The interesting thing that she proved within the exercise, which did impact the children well into their adulthood, was how easy it is to pick up on one thing or another to assert power and control over another human being. It also showed how easy it is for those who were treated poorly to accept their place and not assert themselves. Moreover, and even more interesting to me was how when those who were persecuted were brought into power, they began to do the same or even worse than what was done to them.
Now through the years this has been scientifically studied and proven to be a naturally occurring process that is part of the human existence. Just look to the Middle East: every group who has ever had control subjugated the group that was not, just as the American society did to those who were slaves and then to the African Americans, especially, but not limited to the south, until people like MLK stepped forward to witness to the injustice and name the discrimination, calling for a new era of justice.

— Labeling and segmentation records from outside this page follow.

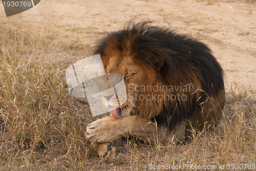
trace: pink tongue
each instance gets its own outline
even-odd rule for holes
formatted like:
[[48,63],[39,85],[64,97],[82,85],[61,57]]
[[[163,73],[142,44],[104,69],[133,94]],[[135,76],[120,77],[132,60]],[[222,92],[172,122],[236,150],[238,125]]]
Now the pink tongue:
[[116,108],[116,106],[111,107],[110,109],[111,110],[111,111],[110,111],[110,113],[111,113],[111,115],[112,115],[113,116],[117,117],[117,118],[122,119],[119,114],[119,109],[118,108],[115,109]]

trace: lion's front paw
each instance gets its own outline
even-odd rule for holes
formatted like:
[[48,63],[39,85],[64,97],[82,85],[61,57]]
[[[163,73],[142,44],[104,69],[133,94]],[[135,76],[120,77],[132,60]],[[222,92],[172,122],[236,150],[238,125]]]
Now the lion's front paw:
[[[120,139],[119,140],[121,140]],[[113,162],[121,159],[124,157],[125,153],[123,144],[115,140],[111,143],[98,144],[95,147],[101,159],[105,162]]]
[[118,122],[121,119],[106,117],[89,124],[85,133],[86,139],[92,144],[111,142],[121,137],[119,134]]

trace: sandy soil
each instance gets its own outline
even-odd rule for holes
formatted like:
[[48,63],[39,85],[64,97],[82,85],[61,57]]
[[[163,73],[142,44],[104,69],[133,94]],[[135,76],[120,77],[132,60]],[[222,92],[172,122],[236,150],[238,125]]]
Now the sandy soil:
[[225,71],[227,89],[231,83],[255,86],[255,16],[256,4],[238,0],[42,1],[9,17],[0,6],[2,22],[21,19],[25,27],[54,30],[67,42],[73,37],[78,44],[88,45],[79,56],[65,56],[72,61],[90,55],[90,48],[103,33],[122,28],[133,17],[191,34],[212,49]]

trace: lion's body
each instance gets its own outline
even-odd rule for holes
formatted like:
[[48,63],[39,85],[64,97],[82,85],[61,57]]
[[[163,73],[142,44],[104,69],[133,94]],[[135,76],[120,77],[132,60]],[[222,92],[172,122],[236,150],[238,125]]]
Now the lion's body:
[[[186,125],[201,130],[206,123],[212,125],[220,119],[225,102],[223,71],[205,44],[141,23],[130,24],[125,30],[109,34],[95,48],[95,53],[101,56],[107,72],[124,75],[128,99],[121,106],[124,119],[104,119],[112,122],[109,122],[110,128],[121,130],[121,135],[108,141],[98,138],[95,142],[111,142],[125,134],[150,140],[148,137],[156,134],[150,122],[156,122],[157,134],[163,139],[175,135],[180,140],[184,137]],[[155,96],[159,99],[145,98]],[[125,120],[132,125],[121,124]],[[141,128],[146,137],[140,135]],[[93,141],[89,136],[92,131],[89,126],[87,137]],[[102,137],[100,134],[98,136]]]

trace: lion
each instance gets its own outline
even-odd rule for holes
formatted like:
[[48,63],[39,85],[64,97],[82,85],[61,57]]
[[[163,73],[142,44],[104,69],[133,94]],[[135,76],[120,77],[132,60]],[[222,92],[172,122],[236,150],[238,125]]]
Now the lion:
[[[115,160],[115,145],[123,137],[180,143],[191,129],[203,131],[218,124],[223,113],[223,71],[210,49],[151,23],[131,22],[95,47],[106,74],[123,76],[127,97],[110,116],[87,127],[86,139],[105,161]],[[102,95],[102,101],[117,106],[116,98]]]

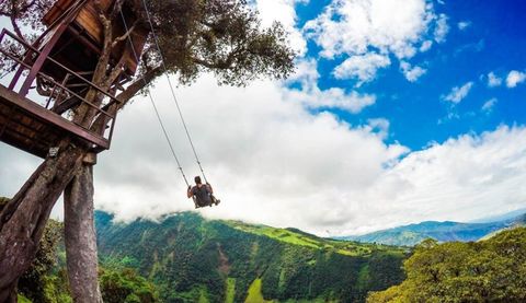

The problem is that we got a holiday. To some it has become a celebration of an end to discrimination, and to many it is yet another day away from school or work. But neither of those are what this day should be about, nor should it be about MLK; he was a great leader, but he was not the cause! If anything, this day should cause us to look back at ourselves and ask ourselves how we are treating each other. How we use assumptions of superiority – whether it be racial, economic, social, age, etc. – to treat others disrespectfully or subjugate them.
In other words, I encourage you this weekend to listen, remember the battles of the civil rights movement, and think about how you can work to break down the walls of injustice and strengthen the community, which is all equal in Gods eyes.